Reflexão particular: Dificuldade em entender o 'verb to be'. Afinal, ser e estar me soam tão diversos entre si... Entre si e dó também quando do refrão de "Let it be"(Deixe estar/ser). Me pego, covardiamente, partilhando da vontade de dizer "I am" e me isentado da culpa de ter dito "Eu sou" quando, na verdade, "estou". E estar acaba sendo tão mais belo e poético no fato de um sentimento não ser "imortal posto que é chama"... Então, devemos aceitar a supremacia linguística dos ingleses de Shakespeare (do "Ser ou não ser", ou seria "estar ou não estar"?) pelo poder da síntese que o idioma anglo-saxão nos ofereceu?
*Dúvida (doubt).
*Medo (fear).

God! A insight in my mind!

Esqueçamos por um breve momento da beleza da poética das palavras de Lennon e Shakespeare... Há algo que sobrevive além da forma... [Algo] Que Saramago, Victor Hugo e Fernando Pessoa já exploraram: pode-se isentar da culpa na duplicidade de uma palavra, mas não no olhar que esta propõe - timidamente.
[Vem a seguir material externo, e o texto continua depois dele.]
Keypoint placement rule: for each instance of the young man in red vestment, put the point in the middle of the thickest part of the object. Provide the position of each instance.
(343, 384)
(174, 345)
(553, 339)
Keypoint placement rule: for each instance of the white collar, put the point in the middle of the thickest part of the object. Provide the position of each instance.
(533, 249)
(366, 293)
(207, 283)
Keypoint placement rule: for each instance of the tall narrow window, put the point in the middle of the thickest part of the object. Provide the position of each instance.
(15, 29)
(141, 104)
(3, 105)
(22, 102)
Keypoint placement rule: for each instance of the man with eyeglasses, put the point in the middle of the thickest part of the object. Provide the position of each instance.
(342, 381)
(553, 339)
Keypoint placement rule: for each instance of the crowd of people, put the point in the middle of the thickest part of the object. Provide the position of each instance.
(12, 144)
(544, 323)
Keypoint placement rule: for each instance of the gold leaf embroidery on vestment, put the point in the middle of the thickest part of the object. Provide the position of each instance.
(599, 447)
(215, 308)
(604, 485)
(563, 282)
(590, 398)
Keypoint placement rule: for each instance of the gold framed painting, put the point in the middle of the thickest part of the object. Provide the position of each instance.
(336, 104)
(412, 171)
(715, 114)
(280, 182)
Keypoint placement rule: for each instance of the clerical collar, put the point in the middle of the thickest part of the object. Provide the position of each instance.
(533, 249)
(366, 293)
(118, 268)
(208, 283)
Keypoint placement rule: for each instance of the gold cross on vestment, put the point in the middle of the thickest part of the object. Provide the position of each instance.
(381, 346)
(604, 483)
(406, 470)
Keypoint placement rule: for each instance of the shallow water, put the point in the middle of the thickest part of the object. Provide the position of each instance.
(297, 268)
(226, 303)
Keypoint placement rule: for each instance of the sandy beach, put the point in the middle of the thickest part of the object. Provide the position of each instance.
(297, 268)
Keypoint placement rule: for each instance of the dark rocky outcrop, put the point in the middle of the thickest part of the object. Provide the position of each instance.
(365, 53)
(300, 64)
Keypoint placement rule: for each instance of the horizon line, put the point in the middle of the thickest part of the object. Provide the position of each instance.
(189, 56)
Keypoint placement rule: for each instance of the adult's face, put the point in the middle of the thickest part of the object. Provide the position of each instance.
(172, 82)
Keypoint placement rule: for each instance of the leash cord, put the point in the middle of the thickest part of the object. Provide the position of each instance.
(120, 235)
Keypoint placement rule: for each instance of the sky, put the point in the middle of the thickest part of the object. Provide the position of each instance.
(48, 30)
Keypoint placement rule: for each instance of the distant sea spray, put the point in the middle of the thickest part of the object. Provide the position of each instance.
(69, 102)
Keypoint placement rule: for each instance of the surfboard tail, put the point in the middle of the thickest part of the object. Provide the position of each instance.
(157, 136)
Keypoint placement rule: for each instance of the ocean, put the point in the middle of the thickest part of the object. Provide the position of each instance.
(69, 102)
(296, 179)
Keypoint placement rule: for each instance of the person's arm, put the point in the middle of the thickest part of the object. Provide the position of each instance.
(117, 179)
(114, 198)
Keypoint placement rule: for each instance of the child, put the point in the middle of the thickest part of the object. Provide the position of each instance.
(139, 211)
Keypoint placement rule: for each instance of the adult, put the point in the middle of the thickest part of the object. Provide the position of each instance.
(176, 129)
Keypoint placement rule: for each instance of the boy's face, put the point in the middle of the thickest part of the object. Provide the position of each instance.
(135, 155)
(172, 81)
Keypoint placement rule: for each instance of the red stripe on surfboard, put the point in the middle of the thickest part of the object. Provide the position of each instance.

(E pensar que Machado de Assis traduzia Edgar Allan Poe do francês...)



Thiago França,

Comentários

Mayra disse…
Nunca entendi, por que você nunca escreve...
Nefertiti disse…
Era tudo que eu NECESSITAVA ler.
Obrigada.
São 200 anos de ensinamentos e reflexões concisos no seu devaneio.